Database Normalization: A Data Architect’s Superpower

Published in

Level Up Coding

11 min readOct 26, 2023

In the sprawling metropolis of data management, Data Architects emerge as the unsung heroes, shaping the skyline with structured, efficient, and reliable data repositories. These professionals are the masterminds who plan and create the blueprints for data storage, ensuring that information is not only accessible but also meaningful and consistent. At the heart of their toolkit lies a powerful instrument — database normalization.

A “database” is akin to a vast digital library, housing an organization’s critical data. It’s an intricate system where information, from customer details to product inventories, is stored, retrieved, and managed. But just like a library with misplaced and duplicated books can frustrate readers, a database without structure can lead to inefficiencies and inaccuracies.

Enter “data normalization”, the process that refines this digital library. It meticulously organizes, streamlines, and eliminates redundancies within databases. Just as a librarian might sort books by genre, author, and title, normalization categorizes and structures data to optimize its utility and accuracy. For Data Architects, mastering this process is not just a skill — it’s a superpower, elevating their designs from functional repositories to optimized, harmonious systems.

As we delve further into this topic, we will uncover the magic behind database normalization and why it’s considered a Data Architect’s ultimate weapon in creating impeccable data structures.

“Why, you might wonder, is data normalization such a pivotal piece in the grand puzzle of database management?”

The Villains: Issues in Unnormalized Databases

1. Data Redundancy: Exploring the perils of repetitive data

Data redundancy occurs when the same data is duplicated in multiple places within a database without a clear reason.

Example: Consider a simplistic database of students and the courses they are enrolled in:

Issue: Notice that for every course Alice enrolls in, her name is repeated. Likewise, Mr. Smith’s name is repeated for every student taking Math. This repetition results in:

Increased chances of data inconsistency: If Alice’s name needs to be corrected, it has to be corrected in multiple places.
Wasted storage: More space is needed to store repeated information.

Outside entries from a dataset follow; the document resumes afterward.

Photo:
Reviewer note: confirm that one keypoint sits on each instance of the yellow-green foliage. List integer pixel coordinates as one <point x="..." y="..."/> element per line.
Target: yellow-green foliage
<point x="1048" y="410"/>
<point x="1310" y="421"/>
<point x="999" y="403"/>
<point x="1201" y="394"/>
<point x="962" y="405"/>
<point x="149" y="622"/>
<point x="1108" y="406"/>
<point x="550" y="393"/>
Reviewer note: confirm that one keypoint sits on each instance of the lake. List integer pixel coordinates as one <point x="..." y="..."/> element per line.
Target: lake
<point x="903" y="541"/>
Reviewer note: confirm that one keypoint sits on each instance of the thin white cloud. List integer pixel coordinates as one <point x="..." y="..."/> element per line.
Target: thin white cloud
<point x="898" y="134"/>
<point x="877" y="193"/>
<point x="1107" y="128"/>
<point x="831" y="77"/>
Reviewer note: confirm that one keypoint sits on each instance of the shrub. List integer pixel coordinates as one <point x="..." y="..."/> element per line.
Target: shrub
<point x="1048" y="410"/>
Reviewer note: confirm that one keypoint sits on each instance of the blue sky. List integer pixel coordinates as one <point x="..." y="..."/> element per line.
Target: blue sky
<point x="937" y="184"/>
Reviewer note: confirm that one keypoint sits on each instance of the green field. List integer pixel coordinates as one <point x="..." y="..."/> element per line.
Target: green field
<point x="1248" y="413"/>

2. Update Anomalies: How inconsistent data can erode the reliability of a database

Update anomalies arise when data is changed in one place but not in another, leading to inconsistencies.

Example: Continuing with the previous example, Suppose Alice changes her name to “Alicia”. If the update isn’t made in all records, you’ll end up with some records referring to her as “Alice” and others as “Alicia”, causing confusion.

Issue:

Loss of Data Integrity: Different parts of the database give different information about the same entity.
Increased Maintenance Effort: To ensure consistency, every instance of a piece of data must be found and updated, which is cumbersome and error prone.

3. Wasted Storage and Performance Issues: The inefficiencies and slowdowns that can plague an unnormalized system

Wasted storage is the unnecessary space taken up by redundant data. Performance issues arise when the database has to sift through or update unnecessary or repetitive data, causing delays.

Example: Continuing with the above example, Given the repetitive nature of the data, if there were thousands of students and courses, the database would be bloated with repeated entries. Every query would have to sift through more data than necessary, and every update would have to contend with these redundancies.

Issue:

Decreased Query Efficiency: Operations like searches, updates, and deletions take longer as they have to process more data than necessary.
Maintenance Challenges: Backing up or migrating the database becomes more challenging and time-consuming due to its inflated size.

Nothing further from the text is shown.